More specifically, the two women are Christina (Vera Clouzot) the fragile, weak and religiously obsessed owner of a boarding school and Nicole (Simone Signoret), a teacher at the school who seems to be tough and street wise. Christina is married to the headmaster of the school, Michel (Paul Meurisse) and Nicole is having an affair with him. The affair is no secret. Neither is the abuse Michel deals out to both women. Rather than being enemies, the two women bond over their mutual hatred and desire to escape from Michel, who runs the school with the same iron fisted sadism he uses against his wife and mistress. They hatch a meticulous plan to lure Michel away from the school and murder him, securing alibis for themselves and ultimately making the death look like an accident.
Most of the first half of the movie deals with the women putting this plan into action and the suspense and thrills come from wondering if the women will be able to go through with it, whether or not the plan will work out the way they want it to, and of course, whether or not they'll get caught. But by the time they've carried out the plan, only half of the movie has gone by, so you begin to realize this movie must have something else up its sleeve.
That's when the body disappears.
So -- I don't want to give away much more than that, other than the fact that the rest of the movie deals with the women spiraling into feverishly paranoid and guilty states as they attempt to figure out what's going on. Is this something supernatural? Did they not kill him? Is someone trying to blackmail them? At one point a retired detective (Charles Vanel) shows up, claiming that he's voluntarily looking into the case. Is he really trying to help, or does he have more sinister motives? And how much does he know?
Anything is possible up until the last few seconds of the movie, which is part of what makes this film so great.

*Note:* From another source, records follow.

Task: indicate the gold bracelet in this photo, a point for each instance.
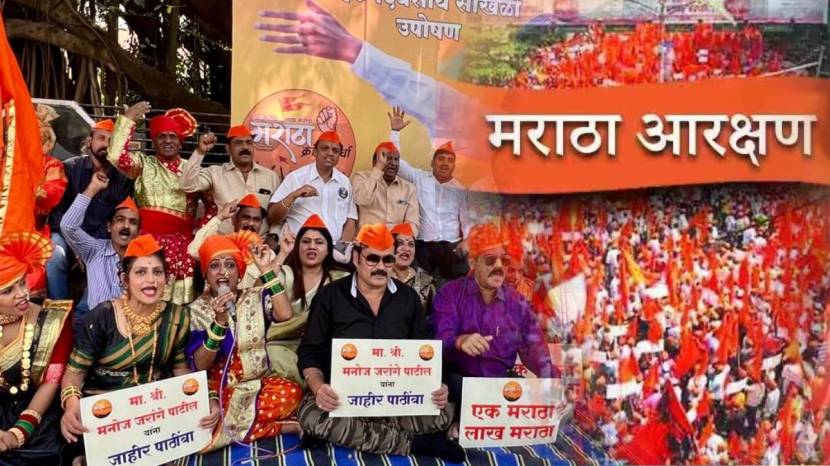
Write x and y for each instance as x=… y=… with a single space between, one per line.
x=19 y=435
x=33 y=413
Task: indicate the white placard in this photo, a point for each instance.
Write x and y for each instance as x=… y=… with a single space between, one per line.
x=147 y=425
x=382 y=378
x=499 y=412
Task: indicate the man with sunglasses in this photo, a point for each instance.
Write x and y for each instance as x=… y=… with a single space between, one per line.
x=483 y=323
x=368 y=304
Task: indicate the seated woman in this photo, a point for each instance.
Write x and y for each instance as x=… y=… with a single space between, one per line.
x=34 y=347
x=309 y=257
x=419 y=279
x=231 y=345
x=129 y=341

That last half hour or so builds so much tension and keeps so many questions unanswered and so many possibilities alive that even when you see some of the final chilling imagery, you're still not sure what's going on -- even if you know enough to be scared.

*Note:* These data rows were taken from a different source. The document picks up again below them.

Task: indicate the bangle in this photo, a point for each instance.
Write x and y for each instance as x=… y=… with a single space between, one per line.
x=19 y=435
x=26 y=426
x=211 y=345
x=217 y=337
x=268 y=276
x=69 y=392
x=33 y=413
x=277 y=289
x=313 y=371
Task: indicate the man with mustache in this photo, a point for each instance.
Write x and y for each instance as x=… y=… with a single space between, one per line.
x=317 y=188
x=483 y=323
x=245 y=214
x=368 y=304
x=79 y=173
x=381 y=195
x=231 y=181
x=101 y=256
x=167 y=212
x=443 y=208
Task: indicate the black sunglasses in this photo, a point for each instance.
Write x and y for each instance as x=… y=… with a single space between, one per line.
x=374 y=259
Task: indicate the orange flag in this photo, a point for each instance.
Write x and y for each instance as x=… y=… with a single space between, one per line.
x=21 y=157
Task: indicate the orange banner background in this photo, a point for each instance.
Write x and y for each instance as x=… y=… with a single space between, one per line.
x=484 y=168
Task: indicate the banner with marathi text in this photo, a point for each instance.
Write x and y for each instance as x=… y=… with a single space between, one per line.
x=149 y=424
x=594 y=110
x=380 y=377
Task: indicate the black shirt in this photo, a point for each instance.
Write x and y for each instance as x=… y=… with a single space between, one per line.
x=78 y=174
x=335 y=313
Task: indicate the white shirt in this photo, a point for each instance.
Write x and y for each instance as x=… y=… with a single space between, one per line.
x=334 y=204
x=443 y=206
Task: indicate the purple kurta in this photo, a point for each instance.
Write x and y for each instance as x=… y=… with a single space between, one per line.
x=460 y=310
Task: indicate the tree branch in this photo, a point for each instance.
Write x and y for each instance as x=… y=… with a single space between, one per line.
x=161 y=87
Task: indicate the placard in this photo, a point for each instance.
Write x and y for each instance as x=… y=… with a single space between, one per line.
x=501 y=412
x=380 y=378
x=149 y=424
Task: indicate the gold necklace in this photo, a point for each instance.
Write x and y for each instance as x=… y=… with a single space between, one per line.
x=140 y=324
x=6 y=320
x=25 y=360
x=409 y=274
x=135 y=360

LES DIABOLIQUES has the interesting honor of being both inspired by Hitchcock while also having been said to inspire Hitchcock himself. You can see why, while watching the movie -- the themes Hitchcock loved are all there: the messiness of crime and murder, the fear of the unknown, characters building their own paranoid and guilty prisons in their heads. Like Hitchcock's characters, the characters in LES DIABOLIQUES simply too wrapped up in their own heads to be able to carry off a perfect crime.